China Daily, however, says Chinese travel agents are taking the initiative to suspend tours to North Korea and no notice to halt tourism has been received. It quotes the foreign ministry as saying that the border crossing between North Korea and China has not been closed.
A manager at one local travel agent also tells China Daily that its tours to North Korea are still operating as normal, and it will send a tour group to the country at the end of this month.
In other international news, Beijing's Global Times accuses Japan of "driving a wedge" between the two sides of the Taiwan strait after Taiwan signed a new fishing rights agreement with Japan.
The deal will allow Taiwan fishermen to fish closer to disputed islands known as Diaoyu in Chinese and Senkaku in Japanese.
Over in Taiwan, China Times says Japan is eager to cool down the islands dispute and "isolate" Beijing, so Taipei "cleverly seized an opportunity" to separate the sovereignty dispute and fishing rights to secure benefits for its fishermen.
Want Daily however points out that Taipei cannot always separate fishing rights and sovereignty and must avoid "complacency" over the islands dispute.
Back on the mainland, Lu Hongzhou, a senior health official in Shanghai, dismisses public and media suspicions that the city covered up or delayed reporting the initial outbreak of the H7N9 bird flu last month, reports Liberation Daily.
A report by Southern Metropolis Daily on Wednesday says Shanghai health officials waited almost one month before submitting samples of the virus to the central government.
It says internet users' posts speculating on the new virus were deleted.
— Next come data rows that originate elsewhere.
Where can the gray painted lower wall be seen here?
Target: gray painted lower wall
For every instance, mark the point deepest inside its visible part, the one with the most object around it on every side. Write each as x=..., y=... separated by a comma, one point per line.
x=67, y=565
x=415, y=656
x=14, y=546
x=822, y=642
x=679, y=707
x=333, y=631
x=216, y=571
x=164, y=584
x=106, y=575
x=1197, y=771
The article has been deleted from mainland media websites.
Beijing residents are complaining that the World Health Organisation's H7N9 bird flu updates on its Chinese website are too slow, notes Global Times.
Meanwhile, one of China's most high-profile corruption cases in the last few years has returned to the media spotlight.
Former railways minister Liu Zhijun will face trial after being sacked in 2011 and was charged with bribe-taking and abuse of power on Wednesday, Beijing Times reports.
It flags up concerns that the trial may be biased against Mr Liu and calls for open proceedings to help the public "make an objective judgement".
Southern Metropolis Daily reports that the newly-established National Railway Bureau will keep 130 former railways ministry staff and transfer hundreds of other staff to its commercial arms or local branches by June.
Zhuang Guotai, director of nature and ecology conservation at the Ministry of Environmental Protection, says untreated sewage, rubbish pesticides and excessive fertiliser have destroyed vast tracts of farmland and threaten food sustainability, Oriental Morning Post reveals.
Django Unchained - US director Quentin Tarantino's Oscar-winning Western and first film release in mainland China - has been toned down by censors, disappointing many fans, South China Morning Post reports.